The more Virgil side of McLuhan said that in the electronic age we would once again become tribal.  It's, I suspect, rather dangerous to speak of tribalism glibly, since there have been and are so many complicated variations of tribes.  I don't want to be so presumptuous as many 'anthropologists' have been, but I would suggest that one of the major differences between electronic tribalism and pre-modern tribalism is choice.  One needed to be born into or adopted by the Ojibway, or at least that's what one of my favourite childhood books, Ojibway Boy, claimed.  I liked to pretend when I was ten that I was an Indian, but it was only a pretense.  No one would lose his job if he said that I wasn't a real Ojibway even if I chose that as my preferred identity/pronoun.  In the electronic age we choose tribes, often oddly enough on the levels of presumed oppression they have as their privilege. (Oddly enough, there was a bit of that sort of thinking in Ojibway Boy.  The Ojibways were oppressed by the Iroquois, and that seemed to make the Ojibway boy more noble.  I had hoped to find it and reread it, but it doesn't seem available at the usual sus outlets.) Alas,despite what some anthropologists have said about tribal societies, they are very often very warlike. Like deadly warlike. Like liking on Twitter or burning on Twitter warlike.  

Many folk claim that we now live in the world or Orwell's 1984. But Big Brother has been atomized, replaced by thousands of droplets ready to report anyone who lets his mask down, especially if that one is from another tribe.  Lilliputian fact checkers  made it a Brave New World.

And what a Brave New World it is indeed. Dr. Moreau would be impressed.  Now we not only 'choose' art, and 'choose' tribes, we 'choose' gender.  I am not in any way dismissing or condemning people who really feel that they are another gender than what they appear outwardly.  Indeed I have some very dear friends who are 'trans'.  But it is important, I think, to recognize that they feel their gender is not a choice.  But in the Brave New World, it is a choice.  One can choose a chemical concoction to become  whatever one wishes.  It brings a whole other level of complexity to the question of nature versus nurture, or of free will versus determinism. It makes for many interesting questions to ponder, among which is if a woman won the olympic gold medal for the decathalon in 1976.

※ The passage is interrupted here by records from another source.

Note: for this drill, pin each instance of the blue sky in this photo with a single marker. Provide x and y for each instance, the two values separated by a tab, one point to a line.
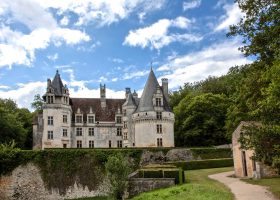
113	42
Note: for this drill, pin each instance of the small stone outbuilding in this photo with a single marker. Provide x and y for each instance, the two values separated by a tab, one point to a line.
244	166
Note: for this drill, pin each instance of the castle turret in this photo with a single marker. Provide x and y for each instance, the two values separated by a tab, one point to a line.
103	95
164	85
56	114
153	119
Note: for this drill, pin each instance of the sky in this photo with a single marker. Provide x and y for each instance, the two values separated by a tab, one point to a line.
113	42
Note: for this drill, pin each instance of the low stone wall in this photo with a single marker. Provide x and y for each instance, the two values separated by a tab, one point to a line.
139	185
25	183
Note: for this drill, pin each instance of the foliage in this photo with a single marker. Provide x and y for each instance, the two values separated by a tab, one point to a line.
204	164
37	103
211	153
259	28
200	120
117	168
176	173
199	186
271	184
15	124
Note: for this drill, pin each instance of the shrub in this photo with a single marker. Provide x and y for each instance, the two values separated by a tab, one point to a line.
204	164
211	153
117	168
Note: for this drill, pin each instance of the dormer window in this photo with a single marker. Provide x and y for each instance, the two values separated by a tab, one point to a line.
158	101
159	115
119	119
90	119
50	99
79	119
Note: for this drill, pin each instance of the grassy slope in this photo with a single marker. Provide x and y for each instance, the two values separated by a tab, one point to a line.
198	187
273	184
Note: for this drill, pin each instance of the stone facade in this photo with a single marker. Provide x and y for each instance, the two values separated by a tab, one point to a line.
244	166
103	123
25	182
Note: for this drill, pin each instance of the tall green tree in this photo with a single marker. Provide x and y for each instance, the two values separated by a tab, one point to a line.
259	93
118	168
15	124
200	120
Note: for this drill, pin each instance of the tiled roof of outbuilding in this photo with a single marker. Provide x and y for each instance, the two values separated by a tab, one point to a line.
101	114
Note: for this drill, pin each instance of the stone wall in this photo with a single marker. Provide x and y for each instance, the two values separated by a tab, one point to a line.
139	185
25	183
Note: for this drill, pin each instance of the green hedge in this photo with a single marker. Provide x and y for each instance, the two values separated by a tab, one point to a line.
211	153
177	173
204	164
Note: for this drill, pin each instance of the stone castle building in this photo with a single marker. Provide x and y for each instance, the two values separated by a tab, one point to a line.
103	123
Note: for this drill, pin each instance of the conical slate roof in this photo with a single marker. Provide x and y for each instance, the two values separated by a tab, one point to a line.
146	101
57	84
130	101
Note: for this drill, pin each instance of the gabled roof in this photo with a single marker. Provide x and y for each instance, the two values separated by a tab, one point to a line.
146	101
57	84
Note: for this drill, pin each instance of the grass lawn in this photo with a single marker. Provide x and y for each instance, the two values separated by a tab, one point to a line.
198	187
273	184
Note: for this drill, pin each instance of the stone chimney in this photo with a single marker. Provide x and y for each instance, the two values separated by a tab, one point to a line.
103	95
164	84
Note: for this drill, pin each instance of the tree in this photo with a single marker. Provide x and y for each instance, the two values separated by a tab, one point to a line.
259	28
15	124
118	168
37	103
200	120
10	127
258	94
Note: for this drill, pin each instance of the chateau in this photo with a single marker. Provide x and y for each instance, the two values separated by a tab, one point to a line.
104	123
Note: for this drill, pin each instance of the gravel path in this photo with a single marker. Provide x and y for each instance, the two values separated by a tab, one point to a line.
242	190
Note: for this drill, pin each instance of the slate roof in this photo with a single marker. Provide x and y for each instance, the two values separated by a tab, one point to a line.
101	114
146	100
130	101
57	84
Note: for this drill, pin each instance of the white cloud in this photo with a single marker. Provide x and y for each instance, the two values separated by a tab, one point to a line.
136	74
232	16
157	35
64	21
24	93
116	60
4	87
214	60
19	47
190	4
102	12
53	57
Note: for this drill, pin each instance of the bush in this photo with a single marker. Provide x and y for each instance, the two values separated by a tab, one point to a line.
117	168
211	153
204	164
176	173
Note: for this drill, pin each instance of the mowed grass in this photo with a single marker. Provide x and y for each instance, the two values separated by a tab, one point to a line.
198	187
272	184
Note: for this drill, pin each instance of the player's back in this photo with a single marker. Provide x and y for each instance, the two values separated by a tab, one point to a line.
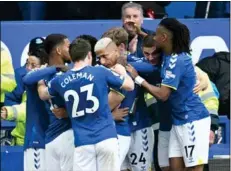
56	126
86	96
129	101
36	119
186	105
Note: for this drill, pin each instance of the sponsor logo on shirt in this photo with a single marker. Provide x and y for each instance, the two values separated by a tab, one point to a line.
169	74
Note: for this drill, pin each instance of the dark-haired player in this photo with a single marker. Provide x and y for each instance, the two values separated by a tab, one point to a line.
84	89
59	133
189	136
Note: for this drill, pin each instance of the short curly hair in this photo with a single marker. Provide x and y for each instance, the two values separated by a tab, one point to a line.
118	35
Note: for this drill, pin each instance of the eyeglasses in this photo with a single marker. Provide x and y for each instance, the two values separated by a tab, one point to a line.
32	65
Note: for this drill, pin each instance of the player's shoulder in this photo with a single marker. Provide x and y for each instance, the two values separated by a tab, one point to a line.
101	68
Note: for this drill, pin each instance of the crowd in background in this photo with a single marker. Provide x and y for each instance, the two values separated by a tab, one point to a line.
10	11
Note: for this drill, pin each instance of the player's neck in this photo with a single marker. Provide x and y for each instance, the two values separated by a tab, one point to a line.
53	60
168	50
79	65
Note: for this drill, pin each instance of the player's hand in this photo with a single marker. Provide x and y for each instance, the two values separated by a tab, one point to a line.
199	86
133	44
211	138
132	71
62	68
60	113
3	113
119	114
119	69
44	66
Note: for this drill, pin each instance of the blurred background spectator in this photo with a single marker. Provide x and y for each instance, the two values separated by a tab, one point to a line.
108	10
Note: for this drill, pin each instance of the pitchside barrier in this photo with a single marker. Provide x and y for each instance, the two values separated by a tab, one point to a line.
207	36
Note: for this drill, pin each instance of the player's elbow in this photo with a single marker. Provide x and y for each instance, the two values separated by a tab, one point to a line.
128	84
43	95
164	96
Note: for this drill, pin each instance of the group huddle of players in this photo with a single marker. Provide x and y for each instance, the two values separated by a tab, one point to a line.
104	113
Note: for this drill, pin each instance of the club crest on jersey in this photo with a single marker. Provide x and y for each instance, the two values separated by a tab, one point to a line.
172	62
169	74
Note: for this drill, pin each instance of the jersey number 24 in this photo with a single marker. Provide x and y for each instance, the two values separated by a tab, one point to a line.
88	88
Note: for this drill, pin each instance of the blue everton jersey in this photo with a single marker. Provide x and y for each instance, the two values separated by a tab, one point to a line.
178	73
86	97
56	126
36	119
143	117
122	127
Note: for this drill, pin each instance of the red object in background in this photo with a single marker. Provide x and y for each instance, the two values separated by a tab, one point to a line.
150	13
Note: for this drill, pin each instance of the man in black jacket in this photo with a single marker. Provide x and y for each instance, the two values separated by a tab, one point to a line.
218	69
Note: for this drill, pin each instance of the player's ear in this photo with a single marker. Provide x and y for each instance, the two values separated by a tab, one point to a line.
89	55
89	58
58	50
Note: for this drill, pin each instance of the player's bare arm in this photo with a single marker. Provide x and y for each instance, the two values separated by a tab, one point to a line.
114	99
128	83
161	93
43	91
203	80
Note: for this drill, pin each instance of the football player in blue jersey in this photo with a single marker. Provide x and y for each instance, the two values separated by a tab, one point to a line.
144	154
120	99
36	120
189	136
59	134
154	56
84	89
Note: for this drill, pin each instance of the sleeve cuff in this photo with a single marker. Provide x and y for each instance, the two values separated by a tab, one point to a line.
117	92
10	113
174	88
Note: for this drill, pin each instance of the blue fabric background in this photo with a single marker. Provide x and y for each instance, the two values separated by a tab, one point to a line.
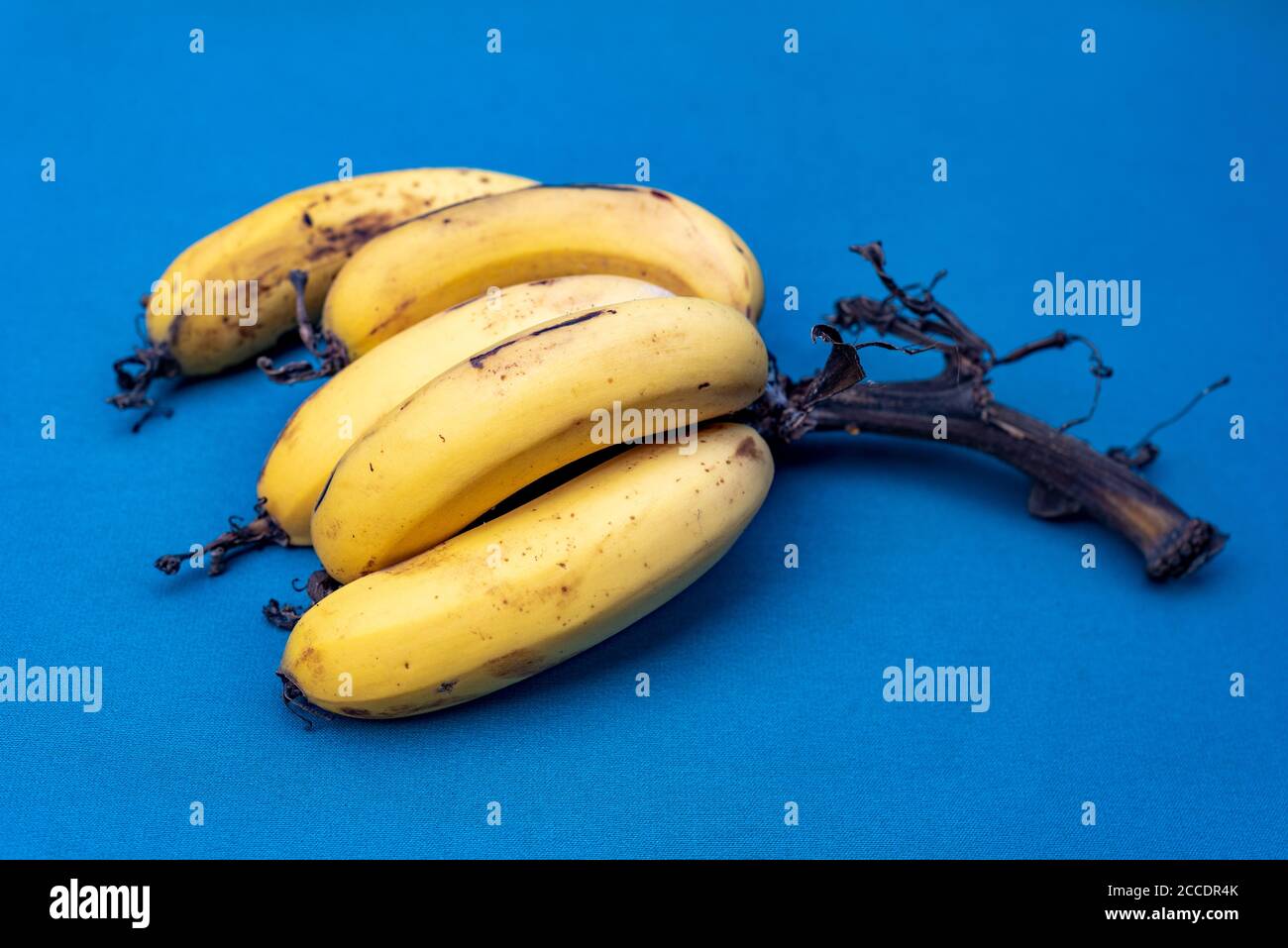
767	682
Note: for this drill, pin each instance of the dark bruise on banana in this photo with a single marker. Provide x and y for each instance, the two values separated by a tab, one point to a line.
540	583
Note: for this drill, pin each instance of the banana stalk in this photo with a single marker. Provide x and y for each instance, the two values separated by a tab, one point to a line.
230	296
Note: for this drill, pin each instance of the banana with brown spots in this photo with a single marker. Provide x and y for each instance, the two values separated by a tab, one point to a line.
526	407
200	318
522	592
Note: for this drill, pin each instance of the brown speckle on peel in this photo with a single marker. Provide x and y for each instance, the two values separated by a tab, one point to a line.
352	236
518	664
477	361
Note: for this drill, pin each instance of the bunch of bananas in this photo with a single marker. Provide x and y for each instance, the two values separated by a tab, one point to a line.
520	453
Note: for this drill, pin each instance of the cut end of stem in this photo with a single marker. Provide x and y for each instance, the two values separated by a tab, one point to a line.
1184	550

According to some online sources, including history.com, 'Caitlin Jenner--who was playing as Bruce Jenner--. .  . [won] gold in the men's decathalon at the Montreal Olympics.  . . . The secret to Jenner's success was preparation.'

I included the part about Jenner's preparation because I suspect it points to what can so easily make our participation in the Brave  New World in which we find ourselves: a dystopia, guided by Virgil, a noble understanding from the past, rather than in a paradise, guided by Beatrice.  The past of Virgil has a sort of reality and universal accessibility that is not available for the potential future of Beatrice.  

While writing this I have had a conversation with  the parent of a young trans-gender friend who has always thought that his outward appearance as a female did not match his inward nature, but who is not anxious to add chemicals or surgery to the mix.  I admit to  having enough insufficient for much of an opinion about our brave new world.  I keep trying to look at that world from a variety of perspectives.  (Cue Cubism.) But if I have an opinion, it is that my opinion should not be forced on someone else.  I can see R. Mott's urinal as a urinal, and I can see R. Mutt's Fountain as at least one of the most important art works of the twentieth century.  This sometimes gives me a  tribal dysphoria for which I am poorly prepared.  Once again, the modesty of St. Chad, who did not choose to impose his privilege on others, nor to complain about the injustice imposed on him, seems to be as important a guide as any.  I might choose to be the Archbishop of York.  History might not even recognize me as the bishop of Litchfield.